B cell subsets-related biomarkers and molecular pathways for systemic lupus erythematosus by transcriptomics analyses.

ABSTRACT

BACKGROUND: Systemic lupus erythematosus (SLE), an autoimmune disease, is characterised by B-cell abnormalities and a loss of tolerance that can produce autoantibody. However, the imperative genes and molecular pathways involved in the change of B cell populations remain unclear. METHODS: The expression of B cell subsets between SLE and healthy controls (HCs) was detected based on micro-array transcriptome data. The Weighted Gene Co-Expression Network Analysis (WGCNA) further revealed the co-expression modules of naïve and memory B cells. Whereafter, we performed the functional enrichment analysis, Protein-protein interaction (PPI) networks construction and feature selection to screen hub genes. Ultimately, we recruited SLE patients and HCs from the Second Hospital of Shanxi Medical University and further verified these genes in transcriptome sequencing samples. RESULTS: Total of 1087 SLE patients and 86 HCs constituted in the study. Compared to HCs, the levels of peripheral naïve B cells of SLE patients decreased, while memory B cells increased. WGCNA identified two modules with the highest correlation for the subsequent analysis. The purple module was primarily in connection with naïve B cells, and the GO analysis indicated that these genes were mainly abundant in B cell activation.
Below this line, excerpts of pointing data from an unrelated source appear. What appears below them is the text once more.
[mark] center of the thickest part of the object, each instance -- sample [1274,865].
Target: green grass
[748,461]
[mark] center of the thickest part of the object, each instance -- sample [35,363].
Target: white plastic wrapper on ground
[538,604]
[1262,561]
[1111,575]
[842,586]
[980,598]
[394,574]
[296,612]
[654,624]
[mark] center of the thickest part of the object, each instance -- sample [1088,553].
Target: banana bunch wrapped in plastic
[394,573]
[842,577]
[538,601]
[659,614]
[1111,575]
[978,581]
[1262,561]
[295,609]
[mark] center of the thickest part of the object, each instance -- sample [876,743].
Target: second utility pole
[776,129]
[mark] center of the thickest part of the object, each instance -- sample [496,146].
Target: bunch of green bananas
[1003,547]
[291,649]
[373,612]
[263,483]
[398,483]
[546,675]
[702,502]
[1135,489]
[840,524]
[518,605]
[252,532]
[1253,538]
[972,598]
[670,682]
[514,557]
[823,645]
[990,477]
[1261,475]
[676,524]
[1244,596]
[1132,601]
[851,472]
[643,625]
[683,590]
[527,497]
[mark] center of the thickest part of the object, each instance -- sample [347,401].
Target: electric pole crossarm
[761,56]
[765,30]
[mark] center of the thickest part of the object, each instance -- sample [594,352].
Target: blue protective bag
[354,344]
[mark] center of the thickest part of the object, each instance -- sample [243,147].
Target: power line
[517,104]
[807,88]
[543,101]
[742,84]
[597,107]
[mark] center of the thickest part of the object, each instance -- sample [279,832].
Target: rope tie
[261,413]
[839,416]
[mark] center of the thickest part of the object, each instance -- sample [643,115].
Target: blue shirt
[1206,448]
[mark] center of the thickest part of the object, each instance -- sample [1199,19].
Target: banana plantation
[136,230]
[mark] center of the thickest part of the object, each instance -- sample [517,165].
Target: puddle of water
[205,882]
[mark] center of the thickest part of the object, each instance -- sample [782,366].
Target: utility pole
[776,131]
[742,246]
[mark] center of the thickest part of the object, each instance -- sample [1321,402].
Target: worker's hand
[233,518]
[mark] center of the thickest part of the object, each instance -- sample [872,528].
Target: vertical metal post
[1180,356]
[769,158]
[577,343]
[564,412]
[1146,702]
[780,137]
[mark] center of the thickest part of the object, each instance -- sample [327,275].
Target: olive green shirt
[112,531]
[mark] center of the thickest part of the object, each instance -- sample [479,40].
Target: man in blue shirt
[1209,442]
The blue module relevant to memory B cells was most significantly enriched in the "defence response to virus" correlation pathway. Then we screened six hub genes by PPI and feature selection. Finally, four biomarkers (IFI27, IFITM1, MX2, IRF7) were identified by transcriptome sequencing verification. CONCLUSION: Our study identified hub genes and key pathways associated with the naïve and memory B cells respectively, which may offer novel insights into the behaviours of B cells and the pathogenesis of SLE.